My take on SDCS
|The Sloot Digital Coding System is not about compression|
17 september 2006
As many, I was pretty intrigued by the Netwerk television documentary on the book “De broncode” (the source code) by Eric Smit, economic journalist. The book describes the incredible invention of an extreme compression method by which it would be possible to store an entire movie on a chipcard. The inventor, Jan Sloot, took the secret of his invention to the grave when he died in 1999. I usually recall this story at the end of a lecture on compression in my Digital Heritage course, and encourage students to go and watch the documentary. It always manages to leave some of them startled and just as intrigued as myself.
It’s easy to debunk the idea that it would be possible to compress a multi-gigabyte movie into the 512 Kb (512 thousand bytes) that a chip on a modern chipcard can store. The Dutch Wikipedia page on Jan Sloot contains a lengthy argument that this could simply never happen (an argument that, as I will counter-argue, misses the point of Sloot’s system).

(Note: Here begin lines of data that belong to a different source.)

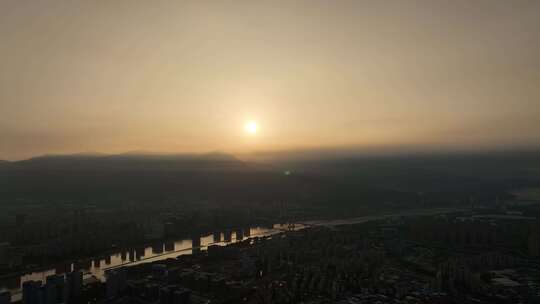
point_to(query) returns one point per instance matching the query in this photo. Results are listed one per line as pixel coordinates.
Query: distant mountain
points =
(137, 176)
(133, 161)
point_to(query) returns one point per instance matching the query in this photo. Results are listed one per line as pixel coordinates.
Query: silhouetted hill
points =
(130, 162)
(155, 177)
(448, 176)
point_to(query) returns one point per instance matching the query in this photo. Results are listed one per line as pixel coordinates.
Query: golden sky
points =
(185, 76)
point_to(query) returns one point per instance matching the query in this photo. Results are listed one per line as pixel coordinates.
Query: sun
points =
(251, 127)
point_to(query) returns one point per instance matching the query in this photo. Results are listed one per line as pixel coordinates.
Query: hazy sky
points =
(185, 76)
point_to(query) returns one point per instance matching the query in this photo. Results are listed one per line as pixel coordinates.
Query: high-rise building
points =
(54, 290)
(5, 297)
(74, 285)
(32, 293)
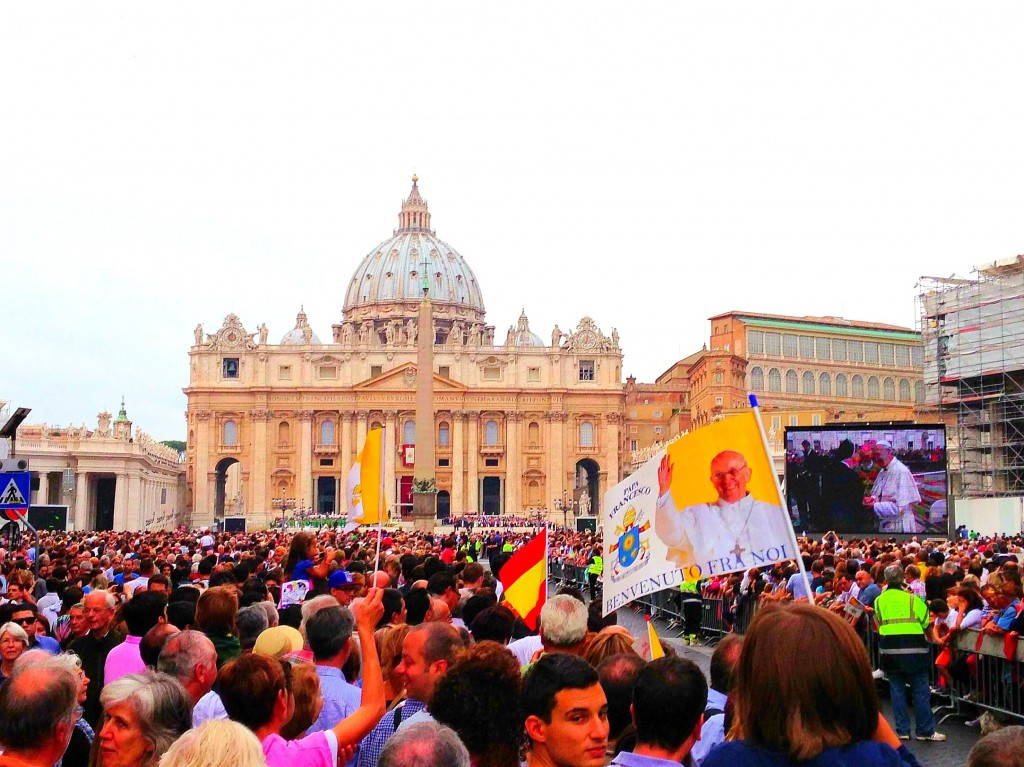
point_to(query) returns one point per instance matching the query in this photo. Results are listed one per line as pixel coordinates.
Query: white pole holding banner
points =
(381, 504)
(781, 501)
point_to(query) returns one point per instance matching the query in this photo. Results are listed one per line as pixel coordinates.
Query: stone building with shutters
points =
(520, 420)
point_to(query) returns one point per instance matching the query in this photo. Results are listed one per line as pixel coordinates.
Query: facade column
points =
(121, 503)
(556, 452)
(473, 462)
(345, 445)
(390, 445)
(612, 438)
(513, 470)
(211, 484)
(458, 464)
(82, 502)
(360, 430)
(304, 488)
(135, 514)
(203, 498)
(260, 502)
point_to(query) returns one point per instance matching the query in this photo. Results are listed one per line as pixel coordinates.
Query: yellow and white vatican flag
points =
(365, 483)
(708, 504)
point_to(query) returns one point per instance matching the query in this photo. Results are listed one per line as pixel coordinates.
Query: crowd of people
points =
(138, 649)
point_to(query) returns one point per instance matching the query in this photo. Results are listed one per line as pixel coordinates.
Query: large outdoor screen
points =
(835, 478)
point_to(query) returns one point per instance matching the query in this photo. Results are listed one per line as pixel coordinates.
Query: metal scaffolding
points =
(973, 332)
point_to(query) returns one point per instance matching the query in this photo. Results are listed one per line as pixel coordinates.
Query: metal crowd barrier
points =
(991, 682)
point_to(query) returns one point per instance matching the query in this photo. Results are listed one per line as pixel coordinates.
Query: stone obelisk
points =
(425, 504)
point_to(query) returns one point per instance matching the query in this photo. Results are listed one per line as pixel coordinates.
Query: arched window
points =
(586, 434)
(534, 493)
(824, 384)
(792, 382)
(757, 379)
(872, 387)
(491, 432)
(327, 432)
(889, 389)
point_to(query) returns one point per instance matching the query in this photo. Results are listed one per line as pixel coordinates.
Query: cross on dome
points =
(414, 215)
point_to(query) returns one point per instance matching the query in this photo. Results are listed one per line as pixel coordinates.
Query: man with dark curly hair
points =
(479, 699)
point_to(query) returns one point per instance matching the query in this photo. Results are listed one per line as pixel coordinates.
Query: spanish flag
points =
(524, 579)
(365, 483)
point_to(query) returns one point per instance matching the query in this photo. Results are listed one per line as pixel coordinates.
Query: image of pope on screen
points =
(732, 531)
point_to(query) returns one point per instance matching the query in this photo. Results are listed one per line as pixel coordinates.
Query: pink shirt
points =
(123, 659)
(317, 750)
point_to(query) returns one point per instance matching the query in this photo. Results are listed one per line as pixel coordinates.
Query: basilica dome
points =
(393, 271)
(301, 333)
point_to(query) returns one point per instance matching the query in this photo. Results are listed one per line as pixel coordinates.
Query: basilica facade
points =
(521, 423)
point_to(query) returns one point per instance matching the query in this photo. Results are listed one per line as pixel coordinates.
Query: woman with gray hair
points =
(77, 754)
(143, 714)
(13, 641)
(216, 742)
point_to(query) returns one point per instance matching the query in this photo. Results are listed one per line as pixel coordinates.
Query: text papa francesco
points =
(694, 572)
(634, 491)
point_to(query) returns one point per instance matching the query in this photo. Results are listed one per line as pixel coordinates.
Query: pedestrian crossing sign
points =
(14, 488)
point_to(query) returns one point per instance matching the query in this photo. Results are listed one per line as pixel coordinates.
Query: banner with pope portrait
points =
(706, 505)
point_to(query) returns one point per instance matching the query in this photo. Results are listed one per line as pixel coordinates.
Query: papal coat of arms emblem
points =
(631, 545)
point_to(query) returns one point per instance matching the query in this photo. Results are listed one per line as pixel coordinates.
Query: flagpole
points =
(781, 500)
(381, 503)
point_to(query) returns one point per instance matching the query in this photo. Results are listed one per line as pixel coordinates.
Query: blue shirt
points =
(1007, 616)
(628, 759)
(340, 698)
(45, 643)
(868, 594)
(740, 754)
(373, 744)
(713, 730)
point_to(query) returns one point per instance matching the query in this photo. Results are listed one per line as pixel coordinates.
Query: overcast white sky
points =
(647, 164)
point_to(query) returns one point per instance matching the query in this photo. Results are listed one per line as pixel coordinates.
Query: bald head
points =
(37, 709)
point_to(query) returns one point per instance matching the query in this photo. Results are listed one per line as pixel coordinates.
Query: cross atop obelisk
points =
(424, 504)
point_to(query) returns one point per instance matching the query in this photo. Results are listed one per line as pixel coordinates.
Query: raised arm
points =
(354, 727)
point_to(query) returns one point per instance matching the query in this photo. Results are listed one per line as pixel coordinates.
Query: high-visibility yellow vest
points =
(900, 613)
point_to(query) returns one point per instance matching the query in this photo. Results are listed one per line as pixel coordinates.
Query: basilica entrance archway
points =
(228, 487)
(588, 486)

So what is the Sloot Digital Coding System, if it isn’t plain compression? Roel Pieper has already given the answer, although it appears to have evaded the attention of most. Pieper is an influential Dutch IT-enterpreneur, and was involved in a very interesting but hazy way in Sloot’s invention (in the above photo, Pieper can be seen at the far left, next to Jan Sloot). On the rare occasion that he commented on the invention, Pieper was quoted in the Twente University weekly (translation by Pieter Spronck) as having said
"It is not about compression. Everyone is mistaken about that. The principle can be compared with a concept as Adobe-postscript, where sender and receiver know what kind of data recipes can be transferred, without the data itself actually being sent."
So it is not about compression, but rather about having some background knowledge, shared by the sender and the receiver, that the transferred message (the information on the chipcard) merely refers to. In Pieper’s example, the postscript document format and its successor PDF, this shared information concerns the fonts. If sender and receiver have the same fonts, documents transmitted between the two only need to contain letter codes; no font needs to be transmitted. Fonts can be bulky, so this saves considerable bandwidth.

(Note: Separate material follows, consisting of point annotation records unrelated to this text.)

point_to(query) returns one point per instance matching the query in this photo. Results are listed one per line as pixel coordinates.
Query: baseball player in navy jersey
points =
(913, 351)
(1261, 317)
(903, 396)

Compression with shared resources
This is not compression, this is merely clever information transmission economics. Or, if you still want to call it compression, then call it compression with shared resources. An important trait of regular compression is that it is self-contained; a blob of information can be compressed by anyone and decompressed by anyone else, without needing any external resource but the decompression algorithm. If, however, the sender and the receiver share some background resource, which in strict compression terms would be considered cheating, it is possible to transmit very short coded messages that merely point to the shared resource.
The various and confusing accounts of Sloot’s invention-in-a-box mention that he indeed used some kind of resource, either stored on a hard drive or on some flash memory. This means we can reason with the realistic assumption of having not only a compressed media file and a decompression algorithm, but also some shared resource that the decompression algorithm can use while decompressing the media file.

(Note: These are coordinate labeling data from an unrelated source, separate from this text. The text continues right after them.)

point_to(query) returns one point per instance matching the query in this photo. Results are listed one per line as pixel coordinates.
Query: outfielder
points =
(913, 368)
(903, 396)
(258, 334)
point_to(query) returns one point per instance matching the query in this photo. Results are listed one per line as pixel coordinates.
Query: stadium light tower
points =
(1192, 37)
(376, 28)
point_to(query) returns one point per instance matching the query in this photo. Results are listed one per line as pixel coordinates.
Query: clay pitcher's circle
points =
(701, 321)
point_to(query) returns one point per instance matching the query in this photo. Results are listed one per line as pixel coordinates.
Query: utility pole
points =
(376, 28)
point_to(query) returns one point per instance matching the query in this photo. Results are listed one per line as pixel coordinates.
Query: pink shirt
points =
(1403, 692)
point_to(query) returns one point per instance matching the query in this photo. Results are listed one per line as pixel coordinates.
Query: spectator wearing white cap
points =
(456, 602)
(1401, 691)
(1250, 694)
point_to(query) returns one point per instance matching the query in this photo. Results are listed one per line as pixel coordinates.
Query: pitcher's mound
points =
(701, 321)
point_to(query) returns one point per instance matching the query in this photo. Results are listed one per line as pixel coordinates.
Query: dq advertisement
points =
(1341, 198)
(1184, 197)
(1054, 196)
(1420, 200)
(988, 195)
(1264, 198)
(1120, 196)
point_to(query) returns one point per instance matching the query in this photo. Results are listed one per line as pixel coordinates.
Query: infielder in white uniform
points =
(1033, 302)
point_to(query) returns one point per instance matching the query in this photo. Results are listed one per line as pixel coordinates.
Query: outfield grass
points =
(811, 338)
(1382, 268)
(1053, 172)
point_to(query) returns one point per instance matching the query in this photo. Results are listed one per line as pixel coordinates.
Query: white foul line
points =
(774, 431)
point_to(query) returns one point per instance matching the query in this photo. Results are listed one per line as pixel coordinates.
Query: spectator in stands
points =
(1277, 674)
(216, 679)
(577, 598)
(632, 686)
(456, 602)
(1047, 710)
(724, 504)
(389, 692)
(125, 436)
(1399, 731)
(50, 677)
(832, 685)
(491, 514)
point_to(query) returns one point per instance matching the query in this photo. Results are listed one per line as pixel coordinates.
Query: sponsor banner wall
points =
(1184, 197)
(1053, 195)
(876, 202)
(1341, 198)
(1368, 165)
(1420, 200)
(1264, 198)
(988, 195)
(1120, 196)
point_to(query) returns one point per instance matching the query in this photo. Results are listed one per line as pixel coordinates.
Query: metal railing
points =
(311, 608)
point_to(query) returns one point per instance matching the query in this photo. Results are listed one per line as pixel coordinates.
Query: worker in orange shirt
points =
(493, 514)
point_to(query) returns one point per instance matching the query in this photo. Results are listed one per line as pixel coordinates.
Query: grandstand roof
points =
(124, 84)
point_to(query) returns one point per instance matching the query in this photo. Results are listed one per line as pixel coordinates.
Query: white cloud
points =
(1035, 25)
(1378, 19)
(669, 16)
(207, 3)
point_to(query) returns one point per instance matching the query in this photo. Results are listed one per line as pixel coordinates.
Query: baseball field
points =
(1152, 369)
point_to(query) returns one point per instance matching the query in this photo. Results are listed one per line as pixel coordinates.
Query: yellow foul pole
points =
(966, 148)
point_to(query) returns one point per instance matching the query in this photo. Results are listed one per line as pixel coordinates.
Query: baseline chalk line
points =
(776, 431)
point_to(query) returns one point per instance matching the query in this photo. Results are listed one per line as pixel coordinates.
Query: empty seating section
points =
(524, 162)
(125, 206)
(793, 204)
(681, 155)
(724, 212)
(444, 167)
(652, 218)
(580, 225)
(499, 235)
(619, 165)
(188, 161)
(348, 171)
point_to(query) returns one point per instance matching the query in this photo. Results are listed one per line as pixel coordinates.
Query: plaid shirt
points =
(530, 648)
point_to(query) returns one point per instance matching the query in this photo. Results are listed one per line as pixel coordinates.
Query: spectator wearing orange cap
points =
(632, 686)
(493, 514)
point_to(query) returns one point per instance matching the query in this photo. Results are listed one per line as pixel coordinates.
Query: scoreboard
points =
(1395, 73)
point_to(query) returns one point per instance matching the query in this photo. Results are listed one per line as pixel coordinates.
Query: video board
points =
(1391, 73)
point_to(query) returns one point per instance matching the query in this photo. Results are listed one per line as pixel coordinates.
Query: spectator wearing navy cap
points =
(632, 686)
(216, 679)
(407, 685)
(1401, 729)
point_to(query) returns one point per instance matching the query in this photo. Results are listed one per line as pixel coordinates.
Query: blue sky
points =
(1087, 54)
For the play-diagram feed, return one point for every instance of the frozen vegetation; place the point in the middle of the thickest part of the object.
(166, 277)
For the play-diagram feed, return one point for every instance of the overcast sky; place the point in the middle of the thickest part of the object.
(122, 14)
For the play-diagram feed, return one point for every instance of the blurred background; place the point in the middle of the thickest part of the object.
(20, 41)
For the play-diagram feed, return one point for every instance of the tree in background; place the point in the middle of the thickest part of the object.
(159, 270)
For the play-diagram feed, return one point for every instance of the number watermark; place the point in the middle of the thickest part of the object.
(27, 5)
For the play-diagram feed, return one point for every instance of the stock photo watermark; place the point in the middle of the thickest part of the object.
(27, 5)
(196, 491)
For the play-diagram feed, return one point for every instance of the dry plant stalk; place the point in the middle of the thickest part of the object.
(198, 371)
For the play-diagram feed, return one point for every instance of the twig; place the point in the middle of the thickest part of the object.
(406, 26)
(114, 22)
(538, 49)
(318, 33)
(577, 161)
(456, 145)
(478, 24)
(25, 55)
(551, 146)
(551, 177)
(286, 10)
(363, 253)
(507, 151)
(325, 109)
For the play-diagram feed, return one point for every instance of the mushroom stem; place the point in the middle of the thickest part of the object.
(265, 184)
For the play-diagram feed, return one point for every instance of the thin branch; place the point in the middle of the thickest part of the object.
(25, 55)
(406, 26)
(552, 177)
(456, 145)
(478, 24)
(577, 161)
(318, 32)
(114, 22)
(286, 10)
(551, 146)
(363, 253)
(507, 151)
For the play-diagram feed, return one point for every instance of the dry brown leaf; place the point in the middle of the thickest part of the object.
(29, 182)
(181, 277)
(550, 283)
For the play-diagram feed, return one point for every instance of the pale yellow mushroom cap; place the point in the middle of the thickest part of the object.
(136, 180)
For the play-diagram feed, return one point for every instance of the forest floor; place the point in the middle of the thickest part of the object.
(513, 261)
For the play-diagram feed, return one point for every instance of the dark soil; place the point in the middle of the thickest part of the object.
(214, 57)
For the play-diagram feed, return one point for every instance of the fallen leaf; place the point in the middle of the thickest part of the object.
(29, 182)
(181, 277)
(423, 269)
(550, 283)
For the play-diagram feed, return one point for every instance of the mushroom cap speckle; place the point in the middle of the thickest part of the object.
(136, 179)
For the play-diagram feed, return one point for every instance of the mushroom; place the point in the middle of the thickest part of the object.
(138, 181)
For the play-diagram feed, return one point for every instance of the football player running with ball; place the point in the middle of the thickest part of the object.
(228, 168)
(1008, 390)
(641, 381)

Let’s work with the modest assumption of having 4 Gb on a flash memory that we will use for storing the magic resource on. Now suppose that you fill this 4 Gb with lots of tiny snippets of video and audio. One video snippet, for example, represents the red, green, or blue component of a video frame (one of 24 per second) of, say, 680x550 pixels. Storing one uncompressed video snippet, sampled at an 8-bit coding, will cost 680x550x8 = 3 Mb, roughly. But surely we want to, and indeed can, compress this; let’s say we do this, not with a video codec, but with good, clean, static compression (think JPEG), down to 5 Kb for one snippet. (Note that a CD-video only uses about 1.5 Kb per color per frame - but that is only possible by using frame-redundancy-sensitive codecs, which I am not assuming here.)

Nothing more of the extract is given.